Distillation has emerged as one of the most discussed issues in the larger narrative around US-China relations and the spread of AI technology. The term itself has multiple meanings, but its common usage today refers to training a weaker model using the outputs of a more powerful AI system. The term originates from a more precise technical concept known as knowledge distillation (Hinton, Vinyals, & Dean 2015), which refers to a particular method of training a model to replicate a teacher model’s probability distribution. Today’s distillation is more accurately characterized in broader terms as the use of synthetic data. You use outputs from a more powerful model—typically accessed via an API—and train your own model to replicate or predict them. Knowledge distillation isn’t technically feasible with API-based models, as they don’t provide the necessary internal details to users. Meanwhile, synthetic data stands out as arguably the most valuable tool that AI researchers rely on daily to enhance their models. Yes, architecture matters, and certain data will always require exclusive human input. Emerging ideas like reinforcement learning with verifiable rewards at scale could reshape the industry. Yet much of the practical, day-to-day work in advancing today’s models boils down to how to effectively capture and scale synthetic data.
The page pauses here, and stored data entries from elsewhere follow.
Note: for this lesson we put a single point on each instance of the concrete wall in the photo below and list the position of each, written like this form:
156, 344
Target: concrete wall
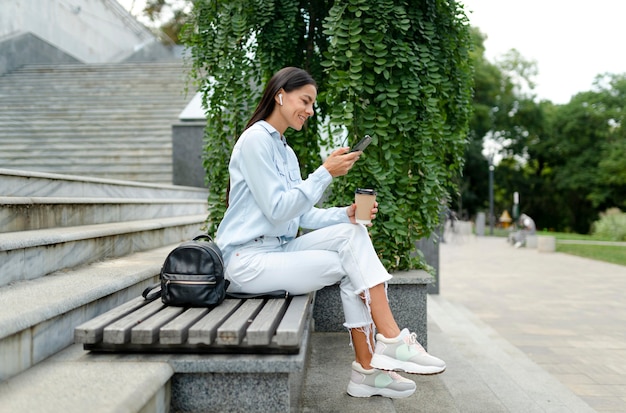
91, 31
26, 48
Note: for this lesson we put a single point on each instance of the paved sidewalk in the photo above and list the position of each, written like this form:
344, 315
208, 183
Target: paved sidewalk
566, 314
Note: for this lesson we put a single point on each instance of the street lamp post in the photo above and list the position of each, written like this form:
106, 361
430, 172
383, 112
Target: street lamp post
491, 214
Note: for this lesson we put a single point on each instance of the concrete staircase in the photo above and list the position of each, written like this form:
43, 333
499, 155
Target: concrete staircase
109, 121
72, 248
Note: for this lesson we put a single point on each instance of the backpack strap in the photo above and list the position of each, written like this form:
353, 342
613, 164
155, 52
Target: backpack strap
270, 294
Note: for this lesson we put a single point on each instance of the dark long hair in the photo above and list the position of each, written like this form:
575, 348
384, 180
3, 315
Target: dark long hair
288, 79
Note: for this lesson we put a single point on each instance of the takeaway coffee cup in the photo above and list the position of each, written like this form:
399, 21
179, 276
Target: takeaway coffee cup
365, 200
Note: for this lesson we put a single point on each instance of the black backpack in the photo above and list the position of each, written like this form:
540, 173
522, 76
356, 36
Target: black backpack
192, 275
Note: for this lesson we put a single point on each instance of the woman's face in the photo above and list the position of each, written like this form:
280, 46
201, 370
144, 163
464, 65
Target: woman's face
297, 106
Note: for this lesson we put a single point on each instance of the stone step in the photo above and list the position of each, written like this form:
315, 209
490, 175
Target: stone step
100, 104
27, 255
38, 317
141, 176
15, 183
70, 384
111, 160
33, 213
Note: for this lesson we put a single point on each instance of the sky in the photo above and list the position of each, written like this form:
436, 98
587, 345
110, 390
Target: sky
571, 41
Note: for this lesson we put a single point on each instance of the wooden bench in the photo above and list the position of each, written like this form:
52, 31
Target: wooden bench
245, 354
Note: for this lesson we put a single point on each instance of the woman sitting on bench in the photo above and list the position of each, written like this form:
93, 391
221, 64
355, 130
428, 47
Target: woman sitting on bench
269, 202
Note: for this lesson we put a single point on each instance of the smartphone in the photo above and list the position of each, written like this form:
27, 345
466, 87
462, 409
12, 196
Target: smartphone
362, 144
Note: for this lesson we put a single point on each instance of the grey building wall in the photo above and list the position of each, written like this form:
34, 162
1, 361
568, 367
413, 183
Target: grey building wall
27, 48
90, 31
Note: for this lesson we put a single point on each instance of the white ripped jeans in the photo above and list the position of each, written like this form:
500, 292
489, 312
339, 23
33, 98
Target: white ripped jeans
339, 253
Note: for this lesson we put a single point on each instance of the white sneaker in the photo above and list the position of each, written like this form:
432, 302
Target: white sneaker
374, 382
404, 353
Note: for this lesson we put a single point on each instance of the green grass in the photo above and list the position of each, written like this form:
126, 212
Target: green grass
606, 253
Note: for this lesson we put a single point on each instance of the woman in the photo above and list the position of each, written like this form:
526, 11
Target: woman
269, 202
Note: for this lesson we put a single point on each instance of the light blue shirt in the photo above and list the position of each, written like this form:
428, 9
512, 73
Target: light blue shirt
267, 194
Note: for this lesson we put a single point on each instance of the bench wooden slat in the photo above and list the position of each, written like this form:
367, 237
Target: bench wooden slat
236, 326
205, 330
233, 330
177, 330
290, 329
148, 331
262, 329
119, 331
90, 332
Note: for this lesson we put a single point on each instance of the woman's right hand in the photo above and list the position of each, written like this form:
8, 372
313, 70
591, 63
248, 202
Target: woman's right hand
340, 161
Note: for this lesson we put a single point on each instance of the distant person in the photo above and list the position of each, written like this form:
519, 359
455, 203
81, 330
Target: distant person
527, 227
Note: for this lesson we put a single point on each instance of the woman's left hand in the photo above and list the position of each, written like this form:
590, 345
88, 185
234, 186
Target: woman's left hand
351, 210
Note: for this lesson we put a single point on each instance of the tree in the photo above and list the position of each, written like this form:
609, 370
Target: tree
399, 71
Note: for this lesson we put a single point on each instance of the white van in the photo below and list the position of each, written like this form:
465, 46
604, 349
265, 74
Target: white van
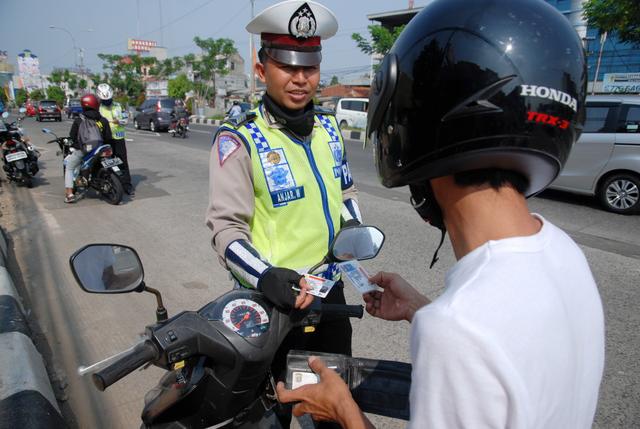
352, 112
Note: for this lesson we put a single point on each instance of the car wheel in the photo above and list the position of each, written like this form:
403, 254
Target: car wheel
620, 193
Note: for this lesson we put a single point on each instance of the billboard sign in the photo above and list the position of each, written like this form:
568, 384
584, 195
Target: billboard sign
621, 83
29, 70
141, 45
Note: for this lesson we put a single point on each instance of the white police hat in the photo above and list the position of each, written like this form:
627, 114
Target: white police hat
291, 31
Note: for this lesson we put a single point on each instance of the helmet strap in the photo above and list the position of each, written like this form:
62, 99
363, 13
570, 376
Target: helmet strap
424, 202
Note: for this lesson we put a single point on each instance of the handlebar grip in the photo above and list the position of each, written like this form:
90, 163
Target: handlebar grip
138, 356
342, 310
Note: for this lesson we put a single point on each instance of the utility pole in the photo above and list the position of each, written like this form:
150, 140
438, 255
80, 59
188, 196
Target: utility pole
251, 49
603, 39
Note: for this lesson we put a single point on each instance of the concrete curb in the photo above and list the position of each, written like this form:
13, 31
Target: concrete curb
347, 134
26, 395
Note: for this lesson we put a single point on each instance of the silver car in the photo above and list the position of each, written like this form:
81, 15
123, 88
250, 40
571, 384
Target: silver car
605, 161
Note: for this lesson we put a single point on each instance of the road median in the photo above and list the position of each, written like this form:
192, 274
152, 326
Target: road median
26, 395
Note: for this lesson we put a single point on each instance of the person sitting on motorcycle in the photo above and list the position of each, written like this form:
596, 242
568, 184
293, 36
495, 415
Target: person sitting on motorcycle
178, 112
90, 112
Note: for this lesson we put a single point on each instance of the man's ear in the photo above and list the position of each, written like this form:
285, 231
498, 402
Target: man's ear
260, 71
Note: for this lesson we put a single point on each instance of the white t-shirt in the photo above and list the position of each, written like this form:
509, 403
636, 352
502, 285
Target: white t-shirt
516, 340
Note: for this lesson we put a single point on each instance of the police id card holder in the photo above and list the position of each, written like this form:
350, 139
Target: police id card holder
277, 171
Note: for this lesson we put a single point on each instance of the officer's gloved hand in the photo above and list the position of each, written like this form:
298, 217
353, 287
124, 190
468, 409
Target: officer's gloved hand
277, 283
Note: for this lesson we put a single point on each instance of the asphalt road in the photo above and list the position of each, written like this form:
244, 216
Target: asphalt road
165, 223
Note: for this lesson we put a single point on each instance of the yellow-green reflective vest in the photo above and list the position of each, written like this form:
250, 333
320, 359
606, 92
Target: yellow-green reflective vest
114, 112
298, 192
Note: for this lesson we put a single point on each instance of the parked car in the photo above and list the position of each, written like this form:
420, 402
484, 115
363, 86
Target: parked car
605, 161
154, 114
352, 112
31, 108
73, 108
48, 109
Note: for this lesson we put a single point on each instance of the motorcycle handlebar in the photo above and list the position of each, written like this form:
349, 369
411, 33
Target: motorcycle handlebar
342, 310
130, 361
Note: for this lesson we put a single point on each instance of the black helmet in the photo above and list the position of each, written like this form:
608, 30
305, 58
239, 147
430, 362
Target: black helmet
479, 84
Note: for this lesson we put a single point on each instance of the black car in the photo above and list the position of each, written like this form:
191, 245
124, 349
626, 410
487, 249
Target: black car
154, 114
48, 109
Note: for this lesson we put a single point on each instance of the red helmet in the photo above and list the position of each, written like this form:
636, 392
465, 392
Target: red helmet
89, 101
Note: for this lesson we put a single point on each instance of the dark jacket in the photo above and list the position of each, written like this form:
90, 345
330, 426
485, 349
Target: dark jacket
102, 123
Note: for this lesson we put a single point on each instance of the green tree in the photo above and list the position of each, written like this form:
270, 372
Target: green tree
619, 17
56, 93
381, 39
212, 62
36, 94
179, 86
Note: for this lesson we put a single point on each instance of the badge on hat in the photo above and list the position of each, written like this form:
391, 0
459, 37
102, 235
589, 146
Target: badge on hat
302, 23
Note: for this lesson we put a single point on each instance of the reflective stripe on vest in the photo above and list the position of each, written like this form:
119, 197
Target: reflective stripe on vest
115, 112
298, 194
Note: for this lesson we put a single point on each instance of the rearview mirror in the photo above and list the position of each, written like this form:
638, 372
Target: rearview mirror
107, 268
358, 242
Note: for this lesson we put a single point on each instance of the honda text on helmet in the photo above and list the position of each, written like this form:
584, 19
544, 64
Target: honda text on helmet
479, 86
89, 102
105, 93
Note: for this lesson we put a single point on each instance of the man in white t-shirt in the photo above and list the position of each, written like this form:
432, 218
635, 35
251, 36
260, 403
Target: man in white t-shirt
475, 120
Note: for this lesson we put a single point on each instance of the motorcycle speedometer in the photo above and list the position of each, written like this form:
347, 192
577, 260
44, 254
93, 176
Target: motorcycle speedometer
245, 317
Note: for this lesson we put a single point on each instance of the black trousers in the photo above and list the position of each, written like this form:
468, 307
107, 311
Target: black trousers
333, 336
120, 150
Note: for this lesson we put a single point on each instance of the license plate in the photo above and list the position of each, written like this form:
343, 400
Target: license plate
111, 162
16, 156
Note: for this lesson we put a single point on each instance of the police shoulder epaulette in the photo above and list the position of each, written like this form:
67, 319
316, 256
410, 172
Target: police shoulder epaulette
236, 121
321, 110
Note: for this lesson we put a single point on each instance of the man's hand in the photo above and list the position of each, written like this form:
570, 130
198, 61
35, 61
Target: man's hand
398, 301
328, 400
285, 288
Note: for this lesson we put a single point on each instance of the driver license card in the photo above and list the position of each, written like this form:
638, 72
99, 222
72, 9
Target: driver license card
299, 379
357, 276
318, 286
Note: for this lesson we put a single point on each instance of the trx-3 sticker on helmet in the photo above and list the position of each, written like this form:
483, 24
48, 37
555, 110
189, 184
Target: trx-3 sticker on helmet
549, 93
302, 23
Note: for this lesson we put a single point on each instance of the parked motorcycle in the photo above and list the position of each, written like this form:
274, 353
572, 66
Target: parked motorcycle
181, 128
99, 170
19, 156
218, 358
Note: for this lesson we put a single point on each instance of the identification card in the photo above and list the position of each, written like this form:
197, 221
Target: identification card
299, 379
318, 286
357, 276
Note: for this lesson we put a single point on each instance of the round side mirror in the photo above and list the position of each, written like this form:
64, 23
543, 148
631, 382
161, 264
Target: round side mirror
107, 268
358, 242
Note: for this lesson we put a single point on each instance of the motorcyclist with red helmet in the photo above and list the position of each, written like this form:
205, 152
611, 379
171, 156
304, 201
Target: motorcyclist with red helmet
475, 108
90, 112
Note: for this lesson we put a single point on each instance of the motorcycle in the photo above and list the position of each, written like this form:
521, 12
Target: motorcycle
19, 156
99, 170
218, 358
181, 128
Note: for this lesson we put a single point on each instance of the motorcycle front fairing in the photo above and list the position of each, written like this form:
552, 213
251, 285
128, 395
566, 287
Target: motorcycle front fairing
227, 348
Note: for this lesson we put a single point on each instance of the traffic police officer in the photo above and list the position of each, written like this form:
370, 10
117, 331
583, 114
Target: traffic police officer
112, 111
279, 185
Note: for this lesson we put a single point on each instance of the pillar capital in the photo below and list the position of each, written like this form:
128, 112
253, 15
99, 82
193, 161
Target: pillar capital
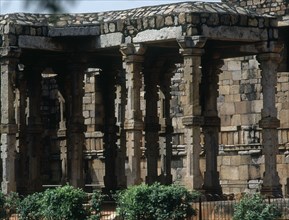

To expand on the point raised at the beginning of this piece: the repeated claim is that top Chinese labs are leveraging distillation to extract capabilities from the leading American API-based models. The most high-profile incident so far involved the release of DeepSeek R1 in 2025, when OpenAI publicly accused DeepSeek of stealing its reasoning traces by jailbreaking their API (these traces are not exposed by default). For context, a “reasoning trace” is the industry term for the model’s internal chain-of-thought process—the same stream of intermediate reasoning that open-weight reasoning models normally show to users. Fear of distillation is also likely why Gemini quickly flipped from exposing the reasoning traces to users to hiding them. There was even notable early reasoning research that was built on Gemini!